Alvarez Aguirre, Maria Guadalupe; Montaña, Carlos
September 1997
Acta Botanica Mexicana;1997, Issue 40, p43
Academic Journal
Germination and establishment of five cacti species growing in the Valley of Zapotitlán de las Salinas (Puebla) were studied. The species, all endemic to Mexico and whose saplings and juveniles are used as ornamental plants, were Cephalocereus chrysacanthus, Cephalocereus hoppenstedtii, Ferocactus latispinus, Stenocereus stellatus and Wilcoxia viperina. Aiming to develop conservative management practices, the objective of the work was to assess if the establishment requirements of the species could be provided by simple cultivation methods that can be economically and technologically affordable by local peasants. Six treatments were applied to the seeds in order to simulate the passage by the digestive tract of vertebrates (chemical attack) and the abrasive effects of water or wind transport (mechanical abrasion). C. chrysacanthus had the lowest germination percentage (36%), whereas the other four species averaged 79%. Any of the treatments yielded higher germination percentages than the untreated control. In contrast, mechanical abrasion almost halved those percentages.

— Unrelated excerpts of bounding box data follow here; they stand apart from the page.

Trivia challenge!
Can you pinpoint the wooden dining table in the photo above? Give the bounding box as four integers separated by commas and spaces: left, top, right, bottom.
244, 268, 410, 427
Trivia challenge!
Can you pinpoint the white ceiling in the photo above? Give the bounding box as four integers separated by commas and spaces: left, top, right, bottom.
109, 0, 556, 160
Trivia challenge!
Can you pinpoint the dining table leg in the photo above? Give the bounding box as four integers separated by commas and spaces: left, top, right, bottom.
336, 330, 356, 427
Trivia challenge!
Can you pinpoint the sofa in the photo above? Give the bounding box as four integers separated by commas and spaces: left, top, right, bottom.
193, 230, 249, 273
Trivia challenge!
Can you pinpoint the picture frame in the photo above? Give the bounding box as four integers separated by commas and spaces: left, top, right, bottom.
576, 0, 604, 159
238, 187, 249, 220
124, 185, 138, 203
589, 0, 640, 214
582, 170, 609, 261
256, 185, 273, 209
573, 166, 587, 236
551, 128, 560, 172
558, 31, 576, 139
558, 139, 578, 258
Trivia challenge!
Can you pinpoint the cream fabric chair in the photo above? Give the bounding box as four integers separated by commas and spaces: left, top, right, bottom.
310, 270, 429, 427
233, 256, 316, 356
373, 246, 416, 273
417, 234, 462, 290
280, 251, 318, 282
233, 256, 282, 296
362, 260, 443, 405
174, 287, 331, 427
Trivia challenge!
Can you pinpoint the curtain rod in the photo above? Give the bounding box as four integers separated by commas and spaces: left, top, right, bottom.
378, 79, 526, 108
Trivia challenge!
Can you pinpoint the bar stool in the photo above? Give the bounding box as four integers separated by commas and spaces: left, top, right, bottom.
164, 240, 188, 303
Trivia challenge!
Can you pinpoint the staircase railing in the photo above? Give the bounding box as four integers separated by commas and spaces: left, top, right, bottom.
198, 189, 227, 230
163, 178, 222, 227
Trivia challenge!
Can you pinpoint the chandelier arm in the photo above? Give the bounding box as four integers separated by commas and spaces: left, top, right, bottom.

Seedling establishment was assessed in an 11-month period simulating the conditions of two microhabitats (open spaces and dense shrub cover) with a factorial design including two soil types (soil collected from open spaces and soil collected beneath the canopy of the shrub Mimosa luisana) and two light conditions (light from open spaces and light from a shadow-house). Winter conditions severely affected C. chrysacanthus and S. stellatus in the shadow-house, and decimated completely C. hoppenstedtii in both light conditions. W. viperina had a higher final survival (65%) than the other 3 species (18.33% on average). Survival of the four species was lower (25% on average) in the shadow-house than under the light conditions of the open spaces (35% on average). It was also lower in soils collected beneath the canopy of M. luisana (24.25% on average) than in soils of open spaces (34.75% on average). It is concluded that cultivation by local peasants under low-technology practices is viable for four out of the five species studied, and opens a realistic alternative for ex situ conservation and for lowering the collect pressure over in situ populations.